Our take: You want good people, you’re going to pay

MLAs: It’s easy to slag politicians for what they cost us, but wages and expenses not out of line

It seems like a lot of money — $14 million.

It’s certainly more than most of us will see in our lifetimes.

But we’re not talking about an individual’s wealth.

We’re talking about how much taxpayers in this province spent last year on our MLAs.

There are 85 of them.

That means we spent about $164,706 per representative, including salary, living allowance and travel costs.

That’s certainly more than most of us will see in any given year.

But we’d argue that it’s certainly reasonable, too.

Think about it: MLAs haul their lives to and from Victoria for a number of years, straining family relationships and personal lives.

Yes, there are perks, but there are also ponderous reports, endless research, speeches, interviews, meetings — and that’s not even including time spent in the constituency to speak with voters about issues.

And, of course, there’s dealing with the obligatory mudslinging from other politicians, issue groups, and the media.
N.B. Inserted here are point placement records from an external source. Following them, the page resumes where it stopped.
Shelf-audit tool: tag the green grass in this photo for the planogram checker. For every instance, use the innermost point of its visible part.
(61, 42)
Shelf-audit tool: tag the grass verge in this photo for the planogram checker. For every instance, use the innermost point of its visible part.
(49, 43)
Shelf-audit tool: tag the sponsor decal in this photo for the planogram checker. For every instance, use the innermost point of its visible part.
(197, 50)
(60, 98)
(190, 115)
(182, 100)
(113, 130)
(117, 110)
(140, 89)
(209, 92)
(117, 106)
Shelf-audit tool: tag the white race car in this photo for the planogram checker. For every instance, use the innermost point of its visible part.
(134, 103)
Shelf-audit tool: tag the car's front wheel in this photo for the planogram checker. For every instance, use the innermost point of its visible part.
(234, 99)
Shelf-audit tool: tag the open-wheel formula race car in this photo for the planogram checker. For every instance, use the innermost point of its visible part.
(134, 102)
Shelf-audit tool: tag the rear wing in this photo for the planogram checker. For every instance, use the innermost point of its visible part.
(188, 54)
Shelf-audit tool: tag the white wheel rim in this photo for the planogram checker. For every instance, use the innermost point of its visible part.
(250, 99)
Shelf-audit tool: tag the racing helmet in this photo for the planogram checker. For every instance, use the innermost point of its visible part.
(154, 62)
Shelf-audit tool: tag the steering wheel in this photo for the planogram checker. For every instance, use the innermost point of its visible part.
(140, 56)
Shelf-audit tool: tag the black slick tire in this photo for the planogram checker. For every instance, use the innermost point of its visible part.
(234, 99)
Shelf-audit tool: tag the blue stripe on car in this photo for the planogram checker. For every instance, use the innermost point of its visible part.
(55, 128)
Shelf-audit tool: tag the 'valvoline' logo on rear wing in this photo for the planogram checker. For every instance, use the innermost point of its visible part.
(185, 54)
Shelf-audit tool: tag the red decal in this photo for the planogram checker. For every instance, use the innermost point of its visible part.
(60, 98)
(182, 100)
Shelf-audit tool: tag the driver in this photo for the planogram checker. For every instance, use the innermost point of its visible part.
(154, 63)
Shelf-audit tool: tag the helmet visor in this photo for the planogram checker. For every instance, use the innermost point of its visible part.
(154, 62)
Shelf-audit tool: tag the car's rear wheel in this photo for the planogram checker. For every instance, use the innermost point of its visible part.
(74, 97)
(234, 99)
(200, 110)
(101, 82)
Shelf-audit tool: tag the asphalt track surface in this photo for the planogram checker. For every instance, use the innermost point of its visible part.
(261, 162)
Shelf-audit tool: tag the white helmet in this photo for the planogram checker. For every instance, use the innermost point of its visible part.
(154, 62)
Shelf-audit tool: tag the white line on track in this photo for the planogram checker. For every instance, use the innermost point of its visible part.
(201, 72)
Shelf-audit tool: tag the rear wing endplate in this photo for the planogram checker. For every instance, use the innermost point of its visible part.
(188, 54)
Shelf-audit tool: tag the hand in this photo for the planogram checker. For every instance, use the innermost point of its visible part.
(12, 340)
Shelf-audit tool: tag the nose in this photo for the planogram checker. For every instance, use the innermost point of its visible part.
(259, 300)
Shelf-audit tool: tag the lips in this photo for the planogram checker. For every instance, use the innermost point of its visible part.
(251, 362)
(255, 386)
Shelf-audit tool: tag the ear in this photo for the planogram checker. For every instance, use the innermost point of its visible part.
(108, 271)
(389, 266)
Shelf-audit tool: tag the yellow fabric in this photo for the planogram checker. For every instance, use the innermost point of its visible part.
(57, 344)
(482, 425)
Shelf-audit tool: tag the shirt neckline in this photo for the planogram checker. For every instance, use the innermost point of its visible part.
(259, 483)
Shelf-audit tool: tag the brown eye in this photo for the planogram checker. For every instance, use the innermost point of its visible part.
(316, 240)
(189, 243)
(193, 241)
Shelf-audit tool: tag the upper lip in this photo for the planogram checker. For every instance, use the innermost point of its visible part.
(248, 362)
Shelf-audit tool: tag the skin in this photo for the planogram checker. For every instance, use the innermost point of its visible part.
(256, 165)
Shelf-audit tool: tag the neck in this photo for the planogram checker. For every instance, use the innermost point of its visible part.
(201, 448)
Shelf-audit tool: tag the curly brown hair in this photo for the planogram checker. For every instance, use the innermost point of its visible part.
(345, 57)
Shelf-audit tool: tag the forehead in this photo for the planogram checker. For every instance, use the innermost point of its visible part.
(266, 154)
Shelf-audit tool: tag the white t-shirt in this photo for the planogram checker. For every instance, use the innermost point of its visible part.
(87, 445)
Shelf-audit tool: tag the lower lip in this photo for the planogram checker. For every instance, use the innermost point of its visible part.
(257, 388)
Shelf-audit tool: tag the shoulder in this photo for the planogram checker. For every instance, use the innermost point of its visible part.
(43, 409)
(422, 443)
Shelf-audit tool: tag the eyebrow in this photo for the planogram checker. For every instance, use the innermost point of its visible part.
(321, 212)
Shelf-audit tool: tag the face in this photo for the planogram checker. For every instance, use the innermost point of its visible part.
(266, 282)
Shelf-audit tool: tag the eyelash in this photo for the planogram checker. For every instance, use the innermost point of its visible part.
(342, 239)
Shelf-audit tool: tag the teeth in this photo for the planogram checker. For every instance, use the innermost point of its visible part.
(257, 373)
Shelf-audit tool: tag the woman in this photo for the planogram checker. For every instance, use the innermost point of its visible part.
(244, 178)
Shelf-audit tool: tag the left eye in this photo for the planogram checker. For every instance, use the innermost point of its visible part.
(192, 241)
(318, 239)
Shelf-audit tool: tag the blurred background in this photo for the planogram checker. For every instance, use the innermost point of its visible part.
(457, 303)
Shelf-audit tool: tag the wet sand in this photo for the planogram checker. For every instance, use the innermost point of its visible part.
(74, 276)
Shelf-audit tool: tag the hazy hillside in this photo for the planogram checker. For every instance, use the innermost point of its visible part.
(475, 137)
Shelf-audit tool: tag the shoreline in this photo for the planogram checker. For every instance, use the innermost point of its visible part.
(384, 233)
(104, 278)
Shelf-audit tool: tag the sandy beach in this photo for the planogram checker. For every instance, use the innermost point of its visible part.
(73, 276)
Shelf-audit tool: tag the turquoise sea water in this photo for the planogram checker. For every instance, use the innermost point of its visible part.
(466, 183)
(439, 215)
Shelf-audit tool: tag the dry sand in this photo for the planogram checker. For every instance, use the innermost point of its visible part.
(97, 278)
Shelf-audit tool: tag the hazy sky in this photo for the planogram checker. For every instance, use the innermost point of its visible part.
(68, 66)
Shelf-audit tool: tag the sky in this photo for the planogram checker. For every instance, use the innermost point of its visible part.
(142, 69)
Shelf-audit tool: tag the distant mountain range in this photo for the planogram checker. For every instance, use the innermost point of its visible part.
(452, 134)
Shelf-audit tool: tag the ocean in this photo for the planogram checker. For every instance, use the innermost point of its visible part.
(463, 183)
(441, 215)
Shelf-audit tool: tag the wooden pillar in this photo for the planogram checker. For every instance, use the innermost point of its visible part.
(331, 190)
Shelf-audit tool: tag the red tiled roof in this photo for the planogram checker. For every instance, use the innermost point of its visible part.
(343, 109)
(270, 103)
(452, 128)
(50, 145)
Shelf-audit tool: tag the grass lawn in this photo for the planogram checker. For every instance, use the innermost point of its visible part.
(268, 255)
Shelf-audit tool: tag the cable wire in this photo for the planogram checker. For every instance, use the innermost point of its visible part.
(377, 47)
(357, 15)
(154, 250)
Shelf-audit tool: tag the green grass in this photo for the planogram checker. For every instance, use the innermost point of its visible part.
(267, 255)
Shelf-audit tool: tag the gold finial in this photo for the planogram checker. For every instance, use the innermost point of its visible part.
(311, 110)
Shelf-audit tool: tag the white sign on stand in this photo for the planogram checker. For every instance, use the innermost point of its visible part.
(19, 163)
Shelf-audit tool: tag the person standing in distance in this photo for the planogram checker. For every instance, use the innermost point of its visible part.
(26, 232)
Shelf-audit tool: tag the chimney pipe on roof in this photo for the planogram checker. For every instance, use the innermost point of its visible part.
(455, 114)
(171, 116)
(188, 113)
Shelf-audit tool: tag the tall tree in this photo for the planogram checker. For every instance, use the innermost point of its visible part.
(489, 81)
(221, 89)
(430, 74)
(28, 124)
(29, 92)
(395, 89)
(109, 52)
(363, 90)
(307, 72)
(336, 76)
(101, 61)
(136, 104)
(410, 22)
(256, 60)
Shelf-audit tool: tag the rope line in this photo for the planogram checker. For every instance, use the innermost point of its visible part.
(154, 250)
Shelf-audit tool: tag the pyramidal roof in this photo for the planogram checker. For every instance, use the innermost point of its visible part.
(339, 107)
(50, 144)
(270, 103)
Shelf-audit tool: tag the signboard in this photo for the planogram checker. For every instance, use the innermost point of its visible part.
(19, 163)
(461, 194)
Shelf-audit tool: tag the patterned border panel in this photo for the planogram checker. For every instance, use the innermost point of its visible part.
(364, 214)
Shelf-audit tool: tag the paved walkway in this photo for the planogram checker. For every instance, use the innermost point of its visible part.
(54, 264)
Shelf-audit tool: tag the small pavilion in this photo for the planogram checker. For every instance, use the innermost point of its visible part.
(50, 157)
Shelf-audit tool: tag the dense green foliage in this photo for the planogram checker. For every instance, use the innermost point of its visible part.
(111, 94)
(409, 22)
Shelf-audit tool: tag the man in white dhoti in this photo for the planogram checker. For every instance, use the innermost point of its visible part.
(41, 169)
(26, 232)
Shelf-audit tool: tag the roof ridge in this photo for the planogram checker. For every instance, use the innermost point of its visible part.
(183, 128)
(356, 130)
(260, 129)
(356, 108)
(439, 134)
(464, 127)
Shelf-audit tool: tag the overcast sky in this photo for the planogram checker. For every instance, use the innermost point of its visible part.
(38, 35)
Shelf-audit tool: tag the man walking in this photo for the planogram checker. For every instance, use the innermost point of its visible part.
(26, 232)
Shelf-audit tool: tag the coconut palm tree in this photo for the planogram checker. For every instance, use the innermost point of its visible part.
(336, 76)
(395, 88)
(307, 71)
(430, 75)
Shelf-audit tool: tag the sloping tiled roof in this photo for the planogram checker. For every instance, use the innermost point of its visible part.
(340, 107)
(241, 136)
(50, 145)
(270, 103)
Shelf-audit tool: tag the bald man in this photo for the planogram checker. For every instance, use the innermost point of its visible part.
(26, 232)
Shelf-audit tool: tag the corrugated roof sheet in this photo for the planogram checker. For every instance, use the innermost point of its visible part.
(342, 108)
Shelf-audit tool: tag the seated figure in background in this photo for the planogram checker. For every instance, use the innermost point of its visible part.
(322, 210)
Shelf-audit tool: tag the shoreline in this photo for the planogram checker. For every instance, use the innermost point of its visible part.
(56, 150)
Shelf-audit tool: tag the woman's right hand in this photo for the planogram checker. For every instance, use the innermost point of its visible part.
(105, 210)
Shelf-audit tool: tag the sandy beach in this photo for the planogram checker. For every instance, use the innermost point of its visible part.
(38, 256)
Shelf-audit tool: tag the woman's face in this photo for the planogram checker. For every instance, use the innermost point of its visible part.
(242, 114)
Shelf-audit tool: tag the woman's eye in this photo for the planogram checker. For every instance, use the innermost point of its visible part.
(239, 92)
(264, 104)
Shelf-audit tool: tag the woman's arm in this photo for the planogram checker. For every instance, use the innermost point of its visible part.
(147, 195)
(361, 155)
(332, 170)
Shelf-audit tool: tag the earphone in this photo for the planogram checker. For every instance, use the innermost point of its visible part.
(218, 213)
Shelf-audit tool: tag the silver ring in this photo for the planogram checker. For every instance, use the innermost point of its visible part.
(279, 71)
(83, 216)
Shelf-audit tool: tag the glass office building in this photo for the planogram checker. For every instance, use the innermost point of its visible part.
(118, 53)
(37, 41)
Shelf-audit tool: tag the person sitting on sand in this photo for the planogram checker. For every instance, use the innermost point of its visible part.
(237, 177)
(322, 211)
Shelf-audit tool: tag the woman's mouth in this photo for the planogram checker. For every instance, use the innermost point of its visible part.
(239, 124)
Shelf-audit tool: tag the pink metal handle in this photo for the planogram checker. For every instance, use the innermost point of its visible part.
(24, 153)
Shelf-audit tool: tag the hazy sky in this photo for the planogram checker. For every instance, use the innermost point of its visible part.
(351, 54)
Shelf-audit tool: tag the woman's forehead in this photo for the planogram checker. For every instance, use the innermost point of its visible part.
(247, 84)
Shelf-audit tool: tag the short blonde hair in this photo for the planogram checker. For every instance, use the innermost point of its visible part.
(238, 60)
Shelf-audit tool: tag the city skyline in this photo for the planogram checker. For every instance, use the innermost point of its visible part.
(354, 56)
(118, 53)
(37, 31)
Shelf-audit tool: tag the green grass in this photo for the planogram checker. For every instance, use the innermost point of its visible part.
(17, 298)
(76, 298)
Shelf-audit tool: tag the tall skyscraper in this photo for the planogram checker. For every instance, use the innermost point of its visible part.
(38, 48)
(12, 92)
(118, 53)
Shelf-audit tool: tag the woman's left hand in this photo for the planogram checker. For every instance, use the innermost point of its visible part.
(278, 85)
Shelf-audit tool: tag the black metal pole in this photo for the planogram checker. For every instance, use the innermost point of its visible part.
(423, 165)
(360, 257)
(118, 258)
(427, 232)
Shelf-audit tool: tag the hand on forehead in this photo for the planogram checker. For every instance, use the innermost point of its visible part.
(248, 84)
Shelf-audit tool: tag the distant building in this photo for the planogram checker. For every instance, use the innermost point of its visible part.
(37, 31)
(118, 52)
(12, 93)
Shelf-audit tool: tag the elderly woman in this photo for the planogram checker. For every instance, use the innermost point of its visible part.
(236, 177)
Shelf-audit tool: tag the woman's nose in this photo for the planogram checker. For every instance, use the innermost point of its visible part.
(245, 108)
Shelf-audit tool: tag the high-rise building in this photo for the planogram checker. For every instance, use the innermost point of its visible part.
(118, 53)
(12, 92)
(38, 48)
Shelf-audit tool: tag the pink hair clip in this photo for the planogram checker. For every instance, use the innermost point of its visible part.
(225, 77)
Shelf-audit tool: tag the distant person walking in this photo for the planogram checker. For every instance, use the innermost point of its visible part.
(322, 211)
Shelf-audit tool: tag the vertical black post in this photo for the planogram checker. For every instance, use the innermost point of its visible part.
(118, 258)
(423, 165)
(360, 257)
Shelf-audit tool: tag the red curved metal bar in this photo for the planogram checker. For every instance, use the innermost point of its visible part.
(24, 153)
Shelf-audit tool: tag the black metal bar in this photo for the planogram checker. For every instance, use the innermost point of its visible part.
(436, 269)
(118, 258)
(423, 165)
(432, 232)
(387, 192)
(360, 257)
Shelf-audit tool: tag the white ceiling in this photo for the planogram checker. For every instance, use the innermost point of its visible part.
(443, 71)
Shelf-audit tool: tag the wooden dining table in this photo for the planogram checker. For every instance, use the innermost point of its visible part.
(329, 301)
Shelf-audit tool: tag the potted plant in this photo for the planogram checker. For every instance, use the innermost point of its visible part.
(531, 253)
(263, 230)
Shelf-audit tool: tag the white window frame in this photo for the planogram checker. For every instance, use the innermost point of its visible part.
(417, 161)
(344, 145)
It all goes with the territory, sure, and our MLAs know all this before they put their name on a ballot — but that doesn’t mean they shouldn’t be compensated for their work.

We’ve all heard about the politicians who aren’t accessible, who are just in it for themselves, or who don’t spend enough time in the capital, or at home. To be sure, they exist.

But let’s be honest, most MLAs work their butts off trying to satisfy an audience that will never be wholly satisfied. It’s a well-paying job that few really want.

To fill it with people who are qualified, and to give them the tools to do it well, it stands to reason we’re going to have to pay.